Parece-me que já está mais do que na hora de questionar se o que consideramos normalidade é saudável?! Se o que consideramos normalidade é, de facto, desejável?! Se o que consideramos normalidade nos torna uno, mais inteiros, melhores seres humanos?!

Para mim é muito claro que a norma deve ser questionar o que consideramos normal para arejar, limpar e elevar a consciência à sua mais elevada expressão e, com ela, a nossa vida, a vida da nossa comunidade, o mundo. Isso ou continuaremos a viver e a perpetuar a escravatura da crueldade da normalidade!

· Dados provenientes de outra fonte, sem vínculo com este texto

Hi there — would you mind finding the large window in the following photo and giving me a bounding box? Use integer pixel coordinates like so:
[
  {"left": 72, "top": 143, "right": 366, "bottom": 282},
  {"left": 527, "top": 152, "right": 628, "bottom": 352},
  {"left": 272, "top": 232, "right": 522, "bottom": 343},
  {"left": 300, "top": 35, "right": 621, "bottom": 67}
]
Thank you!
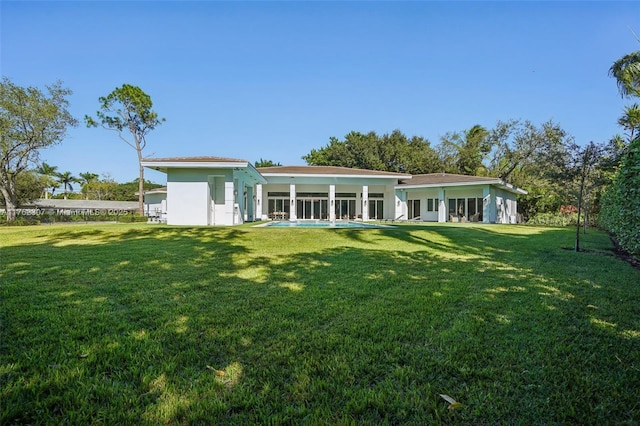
[
  {"left": 267, "top": 192, "right": 290, "bottom": 219},
  {"left": 296, "top": 199, "right": 329, "bottom": 220},
  {"left": 448, "top": 197, "right": 484, "bottom": 221},
  {"left": 427, "top": 198, "right": 439, "bottom": 212},
  {"left": 336, "top": 199, "right": 356, "bottom": 219},
  {"left": 368, "top": 200, "right": 384, "bottom": 220}
]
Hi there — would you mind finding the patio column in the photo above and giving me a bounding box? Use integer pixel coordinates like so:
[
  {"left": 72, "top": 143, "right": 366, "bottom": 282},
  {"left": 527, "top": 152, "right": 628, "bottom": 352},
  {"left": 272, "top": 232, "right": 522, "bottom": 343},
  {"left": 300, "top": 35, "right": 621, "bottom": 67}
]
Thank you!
[
  {"left": 438, "top": 188, "right": 447, "bottom": 223},
  {"left": 246, "top": 186, "right": 254, "bottom": 221},
  {"left": 256, "top": 184, "right": 264, "bottom": 220},
  {"left": 362, "top": 185, "right": 369, "bottom": 221},
  {"left": 224, "top": 180, "right": 235, "bottom": 226},
  {"left": 395, "top": 190, "right": 406, "bottom": 220},
  {"left": 482, "top": 186, "right": 492, "bottom": 223},
  {"left": 289, "top": 183, "right": 296, "bottom": 221},
  {"left": 329, "top": 184, "right": 336, "bottom": 222}
]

A estratégia da normalidade

A neurociência já desmontou a estratégia da “normalidade”. O processo é ‘simples’, chama-se viés inconsciente. No fundo, é um conjunto de estereótipos sociais, muito subtis que tendemos a manter acerca de diferentes grupos de pessoas. É o olhar automático para responder a situações e contextos para os quais somos treinados social e culturalmente, como uma programação do cérebro. São crenças que nos instalam quando somos crianças e que ditam a nossa forma de pensar, logo, de sentir e comportar. Torna-se algo tão natural que nem questionamos. São, na verdade, preconceitos incorporados no nosso dia a dia, baseados em estereótipos de toda a espécie e que afetam as nossas ações e julgamentos sem que prestemos atenção. Até porque “é normal”.

A perspectiva discriminatória tem sido replicada por já estar presente nos modelos mentais das gerações que se sucederam. Hoje, temos o grande desafio e sobretudo, a humana responsabilidade radical de identificar estes preconceitos que, por serem vivenciados e perpetuados por tanto tempo de forma inconsciente, tornaram-se verdades, impactaram a nossa realidade e por isso, precisam, urgentemente de muita atenção para serem percebidos e desconstruídos. Pelo bem de todos. Pelo avanço da humanidade. Estamos juntos!